The normal mode analysis in the present work was restricted to
the isolated c-ring of the green pea chloroplast. The c-ring’s
interactions with both subunits a and bb’ in the membrane, and
with c and e of the F1-portion, were neglected. We assumed that
these intrinsic classes of motion of the c-ring are maintained within
the entire c14abb’-complex. This assumption is supported by the
literature, which has shown that isolated units intrinsically display
the motion corresponding to that of the physiologically-relevant
complex. GNM fluctuations of isolated monomers and those
derived from a complete complex have been successfully employed
to assess docking models [30].
We applied the same network analysis to c-ring structures from
other organisms, varying in size, shape and the number of
monomers in the c-ring (Figs. 3C and S4, Table S1). These
analyses yielded the same patterns of slowest modes. Similar results
have been obtained for other, unrelated toroid structures, for
instance the nuclear pore complex [62].
Motion of type III
Motion of type III bends and stretches the structure as
displayed in Figures 6B and 7C (see Movie S4). This motion is
expected to affect the exposure of Glu61, situated at the hinge
point. Upon proton release and before binding to subunit-a,
negatively charged Glu61 could possibly become exposed to the
membrane environment, which is thermodynamically unfavorable. The bending of the helices around the hinge position
(Fig. 6B and Movie S4) could thus partially shield the charged
acidic residue from the hydrophobic lipids, stabilizing this
intermediate state. We suggest that Ala58, Ile65 and Tyr66
might play key roles in this process, as these are highly conserved
residues around Glu61 according to our conservation analysis
(Fig. 1C). Specifically, hydrophilic Tyr66 might change its
original interaction with Glu61 (Fig. 2), masking it from the
hydrophobic environment via its bulky ring (Fig. 7C). Interestingly, when simulating a deprotonated state of the glutamate,
Pogoryelov et al. observed that the helix carrying the deprotonated glutamate is more strongly kinked [64], which is
compatible with the present analysis. Our results, however,
cannot account for straightening of an adjacent helix encompassing a protonated glutamate, also demonstrated by the above
researchers’ simulations.

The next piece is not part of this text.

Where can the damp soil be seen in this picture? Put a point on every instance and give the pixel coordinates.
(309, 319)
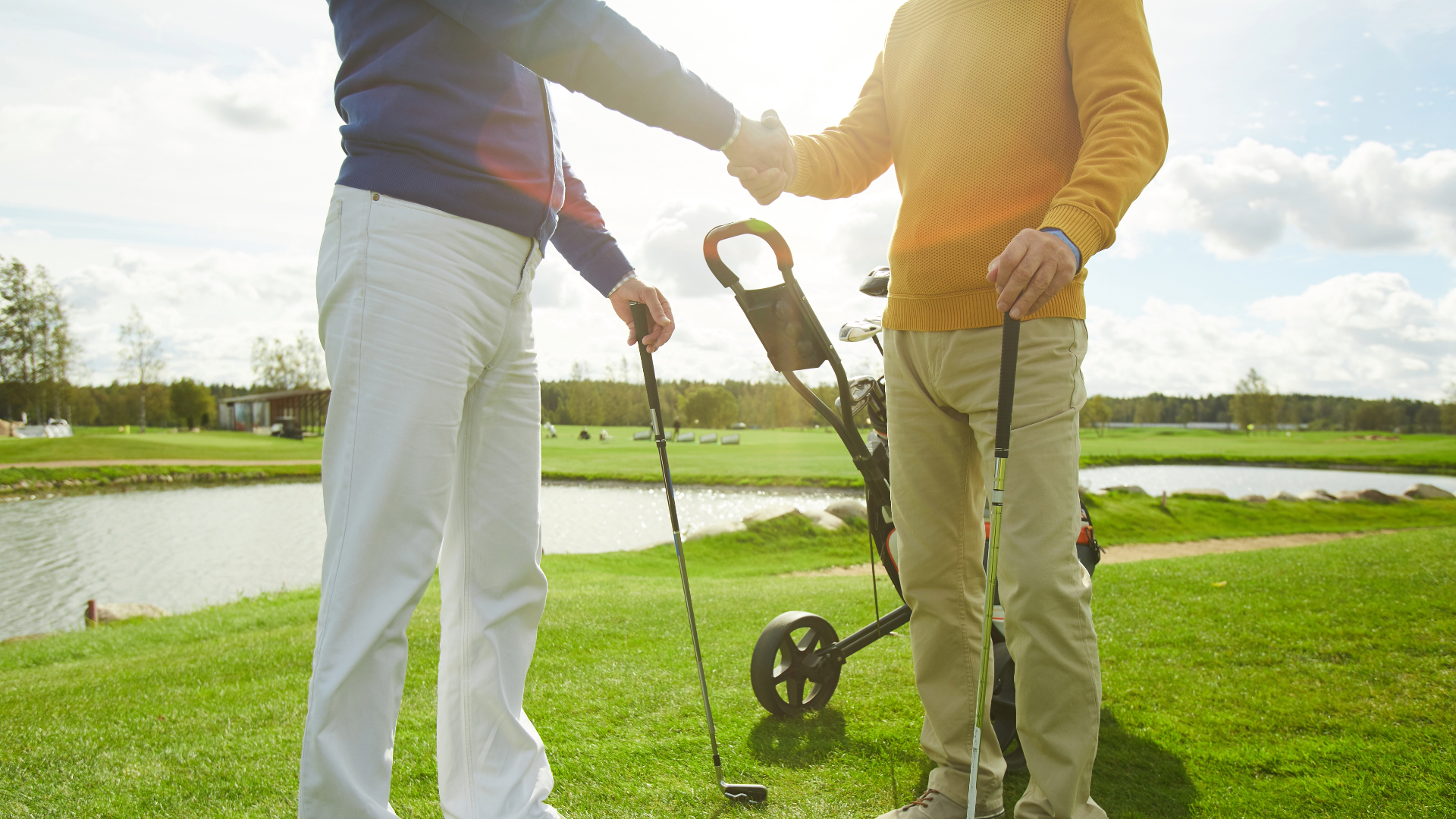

The stretching of the helices, on the
other hand, could increase the exposure of Glu61 towards the
membrane. This, in turn, could position the deprotonated Glu61
closer to the essential positive charge on subunit-a (Figs. 6B and
7C).
Functional interpretation of the three types of motion
The mechanism of rotary proton translocation and torque
generation relies on the interaction between the ring of c-subunits
and subunits a and bb’. The interplay between firm attachment
and rotary fluctuations of the c-ring and subunits a and bb’ has
remained to be characterized in detail. It has not yet been
determined whether this interplay is mainly governed by (i) local
conformational fluctuations (e.g., of residues in the ion-binding
pocket of subunit c [64], or of the five helices of subunit a), or (ii)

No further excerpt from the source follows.